“Other than that, Mr. Cameron, how was your polling day?”
That question may well become the British version of our old Mrs. Lincoln joke, with Prime Minister David Cameron having announced his resignation last week after United Kingdom voters favored a divorce from the European Union (the so-called Brexit). World stock markets soon tanked and American news sites obligingly carried familiar images of Wall Street traders cradling heads in hands, or looking haggard and drop-jawed.
Capital & Main asked political economist Robert Pollin if Brexit really does represent End Times or simply the end of our 401(k)s. Pollin, who teaches at the University of Massachusetts, Amherst, is a founding co-director of UMass’ Political Economy Research Institute and has written about macroeconomics, conditions for low-wage workers, the analysis of financial markets and the economics of building a clean-energy economy in the U.S. He is directing a project with the United Nations Industrial Development Organization, and is a member of the Scientific Advisory Committee of the European Commission project on Financialization, Economy, Society and Sustainable Development.
CAPITAL & MAIN: Brexit – end of the world as we know it?
ROBERT POLLIN: Anything is possible because the Brexit, in a very short term, has generated a huge amount of uncertainty and political instability as well as economic. Is it going to send tremors throughout the whole financial market, which could hurt your 401(k) and mine? It could. I don’t think that it is likely.
Over the past two decades Americans have been herded away from traditional pension plans into 401(k)s, which are the dice that Wall Street likes to roll. But they’ve come up snake eyes twice in the last 15 years. Could Brexit’s fallout hollow out the 401(k)s the way the last recession did?
Let’s just say it’s unlikely. We had a recession in 2001 which ended up being pretty mild, but the thing that happened in 2008 was the worst recession in 70 years. The likelihood is that [a Brexit] recession . . . would look more like 2001 than 2008. Recessions generally look more like 2001 than 2008.

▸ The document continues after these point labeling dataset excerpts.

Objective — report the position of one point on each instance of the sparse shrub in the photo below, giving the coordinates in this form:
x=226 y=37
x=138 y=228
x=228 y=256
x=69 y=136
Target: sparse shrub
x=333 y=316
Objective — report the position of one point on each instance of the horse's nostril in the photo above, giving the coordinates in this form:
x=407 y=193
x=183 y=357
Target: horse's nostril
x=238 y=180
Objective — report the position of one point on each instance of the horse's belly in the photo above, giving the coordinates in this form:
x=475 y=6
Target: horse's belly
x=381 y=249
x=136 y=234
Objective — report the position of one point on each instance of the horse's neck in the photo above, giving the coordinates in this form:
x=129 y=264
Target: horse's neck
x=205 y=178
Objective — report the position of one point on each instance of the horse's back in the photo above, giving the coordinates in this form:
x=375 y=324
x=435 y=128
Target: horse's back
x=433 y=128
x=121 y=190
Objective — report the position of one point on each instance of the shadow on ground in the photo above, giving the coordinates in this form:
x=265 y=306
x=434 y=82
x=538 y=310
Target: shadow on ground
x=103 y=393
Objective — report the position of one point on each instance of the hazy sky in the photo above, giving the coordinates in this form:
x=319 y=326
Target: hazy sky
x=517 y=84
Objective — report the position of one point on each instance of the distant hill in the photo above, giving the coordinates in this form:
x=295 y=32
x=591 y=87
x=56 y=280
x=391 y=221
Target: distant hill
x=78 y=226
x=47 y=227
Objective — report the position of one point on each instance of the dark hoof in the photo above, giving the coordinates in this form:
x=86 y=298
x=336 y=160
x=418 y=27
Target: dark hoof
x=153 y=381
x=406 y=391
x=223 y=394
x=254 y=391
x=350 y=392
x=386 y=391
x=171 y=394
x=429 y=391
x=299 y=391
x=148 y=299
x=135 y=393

The short answer is I don’t know and I don’t think anybody knows for sure. That’s the only honest answer. The [current] level of financial market fragility from over-leveraging, excessive borrowing and excessive debt is not as big as it was in 2008. That doesn’t mean that you can’t have a series of cascading events that could engender a serious crisis.
Should we worry that Britain’s uncoupling from the EU will have a direct effect on U.S. jobs?
I don’t think it’ll have any significant negative effect on U.S. jobs. But if Brexit does lead to a serious global recession, that’ll hurt jobs in the U.S. significantly, even if only over a relatively short term. I think it could have a modest positive effect by making the U.S. relatively more competitive in certain areas, in particular in finance. A big driver of the British economy has been the City of London — the equivalent of Wall Street. It is an extremely important, highly active financial market.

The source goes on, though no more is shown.